1. NEXT to writing is meditation, which indeed derives strength from it and is something between the labor of writing and the trial of our fortune in extemporary speaking. I do not know whether it is more frequently used than either, for we cannot write everywhere and at all times, but there is abundance of time and room for thought. Meditation may in a very few hours embrace all points of the most important causes. When our sleep is broken at night, meditation is aided by the very darkness. Between the different stages in the pleading of a cause, it finds some room to exercise itself and never allows itself to be idle. 2. Nor does it only arrange within its circle the order of things (which would itself be a great assistance to us), but forms an array of words and connects together the whole texture of speech, with such effect that nothing is wanting but to write it down.

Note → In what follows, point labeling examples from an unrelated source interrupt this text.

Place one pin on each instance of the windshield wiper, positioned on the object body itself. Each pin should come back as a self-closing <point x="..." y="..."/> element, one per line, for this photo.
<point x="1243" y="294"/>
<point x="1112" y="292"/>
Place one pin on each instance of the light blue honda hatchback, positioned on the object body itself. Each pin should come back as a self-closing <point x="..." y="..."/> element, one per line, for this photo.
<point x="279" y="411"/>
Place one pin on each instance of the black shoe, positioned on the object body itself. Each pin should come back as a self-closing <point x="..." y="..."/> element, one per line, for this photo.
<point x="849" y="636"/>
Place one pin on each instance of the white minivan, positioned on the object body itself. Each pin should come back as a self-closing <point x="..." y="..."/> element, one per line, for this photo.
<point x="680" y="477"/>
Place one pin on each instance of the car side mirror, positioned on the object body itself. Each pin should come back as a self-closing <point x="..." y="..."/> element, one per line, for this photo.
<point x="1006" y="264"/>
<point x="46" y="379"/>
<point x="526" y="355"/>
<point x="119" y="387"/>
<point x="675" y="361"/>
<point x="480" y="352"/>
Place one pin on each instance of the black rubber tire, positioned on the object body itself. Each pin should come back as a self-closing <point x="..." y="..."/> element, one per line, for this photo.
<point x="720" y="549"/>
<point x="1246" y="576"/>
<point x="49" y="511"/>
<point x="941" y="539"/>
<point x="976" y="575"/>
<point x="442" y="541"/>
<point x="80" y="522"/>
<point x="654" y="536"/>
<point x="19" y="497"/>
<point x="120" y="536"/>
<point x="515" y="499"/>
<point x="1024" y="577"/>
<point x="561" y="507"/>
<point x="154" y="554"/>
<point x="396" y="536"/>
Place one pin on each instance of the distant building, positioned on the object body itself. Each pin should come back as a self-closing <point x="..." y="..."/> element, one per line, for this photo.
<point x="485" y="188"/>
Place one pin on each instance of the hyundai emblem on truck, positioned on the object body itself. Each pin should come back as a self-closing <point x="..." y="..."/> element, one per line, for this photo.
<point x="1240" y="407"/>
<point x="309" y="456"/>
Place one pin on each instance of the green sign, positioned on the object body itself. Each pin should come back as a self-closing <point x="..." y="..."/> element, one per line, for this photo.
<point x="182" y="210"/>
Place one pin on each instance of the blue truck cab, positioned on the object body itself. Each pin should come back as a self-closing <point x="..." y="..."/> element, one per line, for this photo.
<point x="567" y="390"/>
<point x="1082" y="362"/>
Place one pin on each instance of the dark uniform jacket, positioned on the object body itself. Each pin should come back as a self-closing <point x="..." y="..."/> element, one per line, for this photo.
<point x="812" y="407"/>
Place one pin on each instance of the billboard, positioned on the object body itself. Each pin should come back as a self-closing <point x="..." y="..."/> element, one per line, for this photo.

Indeed, in general, ideas are more firmly fixed in the memory if our attention does not relax its hold on them by trusting too securely to writing.

But we cannot arrive at such power of thought suddenly or even soon. 3. In the first place, a certain form of thinking must be acquired by great practice in writing, a form which may be continually attendant on our meditations. A habit of thinking must then be gradually gained by embracing in our minds a few particulars at first, in such a way that they may be faithfully repeated. Next, by additions so moderate that our task may scarcely feel itself increased, our power of conception must be enlarged and sustained by plenty of exercise. This power, to a great degree, depends on memory, and I shall consequently defer some remarks on it till I enter on that head of my subject. 4. Yet it has already been made apparent that he to whom nature does not obstinately refuse her aid may attain, if assisted only by zealous application, such proficiency that what he has merely meditated, as well as what he has written and learned by heart, may be faithfully expressed in his efforts at oratory. Cicero indeed has acquainted us that among the Greeks, Metrodorus of Scepsis, and Empylus of Rhodes, and Hortensius among our own countrymen, could, when they pleaded a cause, repeat word for word what they had premeditated.

5. But if by chance, while we are speaking, some glowing thought, suggested on the instant, should spring up in our minds, we must certainly not adhere too superstitiously to that which we have studied, for what we meditate is not to be settled with such nicety that room is not to be allowed for a happy conception of the moment, when thoughts that suddenly arise in our minds are often inserted even in our written compositions. Hence the whole of this kind of exercise must be so ordered that we may easily depart from what we have arranged and easily return to it. Though it is of the first importance to bring with us from home a prepared and precise array of language, it would be the greatest folly to reject the offerings of the moment. 6. Let our premeditation, therefore, be made with such care that fortune, while she is unable to disappoint, may have it in her power to assist us. But it will depend on the strength of our memory, whether what we have embraced in our minds flows forth easily and does not prevent us, while we are anxious and looking back, and relying on no hope but that of recollection, from casting a glance in advance. Otherwise, I should prefer extemporary venturesomeness to premeditation of such unhappy coherence. It has the very worst effect to be turning back in quest of our matter, because, while we are looking for what is in one direction, we are diverted from what is in another, and we derive our thoughts from mere memory rather than from our proper subject. Supposing, too, that we had to depend wholly on premeditation or wholly on the conception of the moment, we know very well that more may be imagined than has been imagined.